What’s In a Name?

The history behind the many monikers of Monmouth’s marquee building.

Long before Monmouth University was founded, the area upon which a portion of today’s campus stands was part of an estate called Shadow Lawn.

Named for the many trees that dotted the property, the estate was home to a wood-frame, colonial-style mansion that bore little resemblance to the building that would one day replace it and come to be associated with this University.

Built in 1903, the original Shadow Lawn mansion had 52 rooms and was referred to by one critic at the time as “all vocabulary and no rhetoric.” Nonetheless, it gained some notoriety in 1916 when its owner, Joseph B. Greenhut, head of the Siegel-Cooper Company, leased it to President Woodrow Wilson.

Wilson arrived at the original Shadow Lawn mansion on Sept. 1 and over the next several weeks ran his reelection campaign from the mansion’s steps. That “front porch campaign” earned the old building a nickname: the “Summer White House.” It also drew the ire of former President Theodore Roosevelt, who referenced the locale in a scathing speech he gave just days before the election.

“There should be shadows enough at Shadow Lawn,” Roosevelt said in condemning Wilson’s policy of nonintervention in Europe—despite direct attacks on U.S. citizens—as World War I unfolded. “The shadows of men, women, and children who have risen from the ooze of the ocean bottoms and from graves in foreign lands; the shadows of the helpless who Mr. Wilson did not dare protect.”

Wilson narrowly won reelection, though sources differ on when exactly he learned he had captured enough electoral votes to retain the presidency. One item not in dispute is that when Wilson left the old Shadow Lawn mansion on Nov. 9, 1916, he never again returned.

More than a decade later, in January 1927, the original Shadow Lawn mansion—which was then owned by Hubert T. Parson, president of F.W. Woolworth Company—burned to the ground.

The original Shadow Lawn mansion, built in 1903. Photo: Monmouth archives.

Despite having just spent $1 million renovating the old mansion, the wealthy Parson decided to build a new, significantly larger structure on the original building’s footprint.

World-renowned architect Horace Trumbauer of Philadelphia was hired as the lead architect, while the interior design was led by Julian Abele, one of the first professionally trained African American architects in the country. Abele had already risen to prominence for his design work on various architectural projects, including the Philadelphia Museum of Art, Harvard University’s Widener Library, and Duke University’s west campus.

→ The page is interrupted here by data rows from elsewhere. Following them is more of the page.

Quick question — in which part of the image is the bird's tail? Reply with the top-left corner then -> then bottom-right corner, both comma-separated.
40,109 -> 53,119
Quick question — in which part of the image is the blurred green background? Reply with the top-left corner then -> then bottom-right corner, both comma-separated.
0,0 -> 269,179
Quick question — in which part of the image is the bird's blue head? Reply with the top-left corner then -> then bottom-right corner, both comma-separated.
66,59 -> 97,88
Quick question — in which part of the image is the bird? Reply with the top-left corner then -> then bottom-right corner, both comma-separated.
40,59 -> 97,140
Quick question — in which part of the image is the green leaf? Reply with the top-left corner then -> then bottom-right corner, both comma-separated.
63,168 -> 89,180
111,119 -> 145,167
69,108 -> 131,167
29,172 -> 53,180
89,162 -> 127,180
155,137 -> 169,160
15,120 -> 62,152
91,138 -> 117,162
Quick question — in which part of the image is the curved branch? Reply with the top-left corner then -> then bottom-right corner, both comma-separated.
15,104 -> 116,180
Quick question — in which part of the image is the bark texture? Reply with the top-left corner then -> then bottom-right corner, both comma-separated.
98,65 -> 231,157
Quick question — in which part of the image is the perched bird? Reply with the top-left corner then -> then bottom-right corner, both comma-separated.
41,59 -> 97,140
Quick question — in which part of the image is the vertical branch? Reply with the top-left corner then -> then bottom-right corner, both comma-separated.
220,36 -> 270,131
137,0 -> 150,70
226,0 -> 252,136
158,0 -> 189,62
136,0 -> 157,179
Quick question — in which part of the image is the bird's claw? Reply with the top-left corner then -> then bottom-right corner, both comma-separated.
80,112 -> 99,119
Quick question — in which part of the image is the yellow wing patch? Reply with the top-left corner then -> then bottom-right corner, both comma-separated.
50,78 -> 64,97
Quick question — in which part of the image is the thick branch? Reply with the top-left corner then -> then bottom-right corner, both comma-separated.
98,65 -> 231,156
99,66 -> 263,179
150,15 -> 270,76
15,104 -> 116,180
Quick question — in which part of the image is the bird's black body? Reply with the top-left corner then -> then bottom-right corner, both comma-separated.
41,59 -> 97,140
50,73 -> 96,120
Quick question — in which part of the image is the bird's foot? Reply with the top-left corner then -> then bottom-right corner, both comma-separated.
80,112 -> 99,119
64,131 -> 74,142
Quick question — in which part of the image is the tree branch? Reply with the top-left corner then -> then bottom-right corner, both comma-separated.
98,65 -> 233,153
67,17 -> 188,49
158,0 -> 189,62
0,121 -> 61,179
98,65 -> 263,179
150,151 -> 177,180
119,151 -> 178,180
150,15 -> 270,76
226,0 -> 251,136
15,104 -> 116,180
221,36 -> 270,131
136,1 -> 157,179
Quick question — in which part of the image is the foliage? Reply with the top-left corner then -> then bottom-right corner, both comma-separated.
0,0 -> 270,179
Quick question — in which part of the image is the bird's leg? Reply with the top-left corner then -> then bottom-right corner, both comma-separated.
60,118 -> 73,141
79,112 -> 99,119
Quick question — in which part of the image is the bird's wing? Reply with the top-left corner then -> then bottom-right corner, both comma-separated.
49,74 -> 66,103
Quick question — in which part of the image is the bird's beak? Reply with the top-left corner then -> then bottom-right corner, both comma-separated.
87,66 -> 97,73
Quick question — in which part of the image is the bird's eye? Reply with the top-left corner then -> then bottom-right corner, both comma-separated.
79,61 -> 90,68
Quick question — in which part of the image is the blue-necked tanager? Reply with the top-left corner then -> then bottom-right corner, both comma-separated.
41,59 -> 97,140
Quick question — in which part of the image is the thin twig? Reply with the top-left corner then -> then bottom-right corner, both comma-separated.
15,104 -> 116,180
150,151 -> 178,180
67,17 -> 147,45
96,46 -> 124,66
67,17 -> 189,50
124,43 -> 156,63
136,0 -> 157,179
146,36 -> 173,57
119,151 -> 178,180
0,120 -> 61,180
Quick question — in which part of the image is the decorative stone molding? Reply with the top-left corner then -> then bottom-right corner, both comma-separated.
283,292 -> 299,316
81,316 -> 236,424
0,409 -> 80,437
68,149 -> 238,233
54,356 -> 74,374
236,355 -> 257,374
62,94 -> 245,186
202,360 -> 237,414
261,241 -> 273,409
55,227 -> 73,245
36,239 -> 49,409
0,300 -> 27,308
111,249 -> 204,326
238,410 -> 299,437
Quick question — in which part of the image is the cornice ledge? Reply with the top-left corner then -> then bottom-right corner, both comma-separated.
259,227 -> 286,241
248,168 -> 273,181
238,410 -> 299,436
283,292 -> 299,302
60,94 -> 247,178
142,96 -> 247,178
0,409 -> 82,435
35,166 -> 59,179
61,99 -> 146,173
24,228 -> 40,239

It took two years and $10.5 million to build the new Shadow Lawn mansion. When it was complete, it reached far beyond the glory of the former building, more than doubling the number of rooms. The new mansion included a bowling alley, an indoor swimming pool, and the stunning Great Hall, a three-story entrance hall highlighted by a grand staircase and a 100-foot- long Venetian stained glass skylight.

Parson suffered financial ruin during the Great Depression, and the mansion he had built eventually fell under municipal ownership in 1939.

In 1942, Highland Manor Junior College, a private girls’ school, acquired the Shadow Lawn mansion. It was during that school’s ownership of the property that the building’s name was changed to Woodrow Wilson Hall.

That name remained in use until 1955, when the University, which was then known as Monmouth Junior College, purchased the building and changed its name to the Great Hall. The building continued to be referred to as the Great Hall until 1966, when Monmouth College officials, in a nod to the history of the site (since Wilson had never physically been in the building that now stood there), rededicated the Great Hall as Woodrow Wilson Hall.

In the years since then,Wilson’s legacy has become complicated. Among his many accomplishments, he was awarded a Nobel Peace Prize for leading the establishment of the League of Nations. But it has been well documented by historians that Wilson was a racist who supported segregation and white supremacy. Therefore, as conversations of race exploded across the country earlier this year following the death of George Floyd, Monmouth’s Board of Trustees voted to remove Wilson’s name and rename the building the Great Hall at Shadow Lawn. In announcing its decision, the board noted the importance of taking into account the concerns of many Monmouth students, administrators, and faculty regarding Wilson’s racist legacy.

“Wilson was a controversial politician, who never actually set foot in the current building,” President Patrick F. Leahy and former Chair of the Board of Trustees Michael A. Plodwick ’82 said in a joint statement announcing the decision to the University community. “Removing his name, and incorporating these earlier names, connects the centerpiece of our campus more accurately to our historical roots and eliminates a symbolic barrier to the important work of creating a truly welcoming and inclusive space in the Great Hall.”

With the building’s name having been returned to its roots, efforts are underway to return the Great Hall itself to a central hub on campus. There are plans to build a coffeehouse on the first floor and to add furniture to create more common areas and study space for students. “We want more students, alumni, faculty, and staff to feel this building is a part of the central experience at Monmouth University,” Leahy said this fall.